Share your dilemmas and get honest opinions from other Mumsnetters.

am I out of order? Do I expect too much?

363 replies

mum22mu · 04/07/2023 17:37

I am on maternity leave with my DD 6 months. I have anxiety in general and as my DH works long hours I am alone with her the majority of the time. I have taken steps to address this anxiety and I have therapy which helps. My parents are aware of it. I wouldn’t say it’s out of control, it’s more ruminating and intrusive thoughts and I was doing ok with it. The reason for the therapy was more to ensure I didn’t get worse rather than it being a massive problem.

However, when I see my parents I often panic with them around DD as they will walk off with her if we are in a supermarket for example or just generally out somewhere. I’ve asked them not to do this and they then agree and say they won’t, then other times they get quite nasty, saying they’re sick of being told what to do and I’m ridiculous etc etc. I get worried about DD being in their garden as they use chemicals on the lawn, I recently said I would rather we went for a walk than sat outside as I didn’t want to risk DD coming into contact with the lawn, to which my dad said to my mum ‘I should have lied and said nothing was on the lawn.’ Obviously this sort of thing really panics me as then I feel I can’t trust them and it becomes a vicious circle. I am an anxious person generally and I do my best to work on this but where DD is concerned I often can’t control it and have to ask them if they will do x or y or not do x or y (I don’t ever leave her with them alone so it’s only if we are meeting). If I don’t feel they are taking it seriously I will ask again as I feel panicked. AIBU to ask for a bit more understanding from them rather than then losing their cool? I’m honestly doing my best and I feel I would reassure someone in my position but maybe the reality is different?

OP posts:
cinnamonfrenchtoast · 05/07/2023 18:11

GCalltheway · 05/07/2023 17:46

And it will be a great day for op if it happens.

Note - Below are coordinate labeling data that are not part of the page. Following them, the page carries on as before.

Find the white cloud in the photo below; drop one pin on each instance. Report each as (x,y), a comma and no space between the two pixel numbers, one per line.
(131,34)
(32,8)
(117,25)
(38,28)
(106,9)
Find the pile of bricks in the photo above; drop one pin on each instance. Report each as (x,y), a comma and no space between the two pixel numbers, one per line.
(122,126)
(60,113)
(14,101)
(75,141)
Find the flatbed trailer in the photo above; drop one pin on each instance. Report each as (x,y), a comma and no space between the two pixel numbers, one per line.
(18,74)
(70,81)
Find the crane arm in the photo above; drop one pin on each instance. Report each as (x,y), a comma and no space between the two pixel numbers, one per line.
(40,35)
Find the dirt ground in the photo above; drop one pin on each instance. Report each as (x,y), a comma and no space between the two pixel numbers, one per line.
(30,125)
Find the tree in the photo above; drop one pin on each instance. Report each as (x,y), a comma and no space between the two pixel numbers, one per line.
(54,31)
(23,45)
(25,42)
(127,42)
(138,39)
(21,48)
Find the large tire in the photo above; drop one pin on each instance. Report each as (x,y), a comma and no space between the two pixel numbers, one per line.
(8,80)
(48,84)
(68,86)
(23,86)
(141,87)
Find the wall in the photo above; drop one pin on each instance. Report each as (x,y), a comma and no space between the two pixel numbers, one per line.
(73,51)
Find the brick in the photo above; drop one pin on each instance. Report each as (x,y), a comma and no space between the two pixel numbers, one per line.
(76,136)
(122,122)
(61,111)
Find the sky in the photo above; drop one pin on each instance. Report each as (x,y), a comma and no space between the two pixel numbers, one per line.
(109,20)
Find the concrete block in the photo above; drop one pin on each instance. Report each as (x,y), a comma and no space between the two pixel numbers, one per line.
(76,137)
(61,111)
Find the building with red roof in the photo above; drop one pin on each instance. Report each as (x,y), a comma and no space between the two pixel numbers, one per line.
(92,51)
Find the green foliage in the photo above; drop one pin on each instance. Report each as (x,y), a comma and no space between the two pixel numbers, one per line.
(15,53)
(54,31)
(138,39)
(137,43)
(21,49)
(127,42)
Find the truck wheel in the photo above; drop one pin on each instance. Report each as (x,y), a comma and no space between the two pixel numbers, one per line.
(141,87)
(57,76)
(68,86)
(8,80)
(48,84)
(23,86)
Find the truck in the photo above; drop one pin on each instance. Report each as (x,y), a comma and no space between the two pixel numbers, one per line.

Well, I completely disagree. They sound like very sensible, logical, loving parents.

elenacampana · 05/07/2023 18:20

Lacucuracha · 05/07/2023 16:08

But some grandparents aren't trusted persons or baby whisperers.

It's really saying something when OP trusts her friends more than her parents.

She doesn’t trust them more, they’re just more easily controlled because friends don’t say what they think, like parents do.

StarsOnAMat · 05/07/2023 18:58

How does the child’s father feel about all this? Is he allowed to wander off in the shop with the pram and how do you feel if he does? Do his family have the same restrictions placed on them? There may come a day when you need a babysitter (especially if you have a second and need the first looked after for appts or the birth) but nobody wants to do it because you’ve made it clear you don’t trust them.

Lacucuracha · 05/07/2023 19:31

elenacampana · 05/07/2023 18:20

She doesn’t trust them more, they’re just more easily controlled because friends don’t say what they think, like parents do.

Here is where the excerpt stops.